If there are those who ‘will grow in his love, until they see him as he is’, the Prayer Book and Hymnal also speak of those who ‘have entered into joy’ (Prayers of the People, Form III), chief among them the Blessed Virgin, according to whose Collect God ‘has taken to himself’ and whom ‘Lord of all creation / brought...to his heavenly home; / where, raised high with saints and angels,/ in Jerusalem above,/ she beholds her son and Savior’ (Hymn 278) and also the others who ‘have finished their course’ and who ‘aid us by their prayers’ (bcp 508). These who already enjoy God’s presence fully unveiled do not need our prayers so much as we need theirs.

For all our concern with the departed, the foregoing doctrines concerning the continuity of life either side of the grave also lead us to understand the Kingdom of Heaven, the abundant and eternal life – as well as its opposite – as a present reality as much as an ultimate one, and to see sin and even salvation as corporate as well as individual matters. These understandings can then help us to heed some parts of the Requiem that might challenge modern ears. For, as one of the Anthems says, ‘in the midst of life we are in death’; and as the Tract and Offertory (both originally prayers for the dying) as well as the daily news remind us, flames lick at the edges of even the most affluent and stable societies, the Deep nibbles away at our shores and suddenly opens wide its maw, there is much uproar and posturing among the packs and prides, and great suffering – in which we are all in some way implicated – is already present enough for many millions of souls. Thus in the Requiem we pray not only for the dead, but also for the dying, which includes every one of us; and we are reminded of the need we all have to repent of our destructive ways and appetites, and instead to live lives that prepare us to meet our Maker, in those around us and in our own hearts, in the Sacraments, at the end of our lives and the end of all things – meetings which, our tradition tells us, include the likely painful and ultimately inevitable exposure and consumption by the divine glory of all masks, all walls, all idols, all dross, that imprison, enslave, distract, and corrupt: the ‘growing in his love until we see him as he is’ of which the Catechism speaks.
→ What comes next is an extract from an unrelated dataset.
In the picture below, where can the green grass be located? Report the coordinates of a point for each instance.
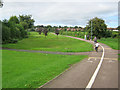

Thus the Church prays that in time we will come to offer willingly our whole selves with our ‘sacrifices and prayers of praise’, borne up by Christ’s one all-sufficient self-sacrifice by which the gaping mouth of death has in turn been swallowed up; and we boldly believe and repeat the words of the angel who commanded St John to write ‘blessed are the dead who die in the Lord: thus says the Spirit: for they rest from their labors’, and pray that all may be among them.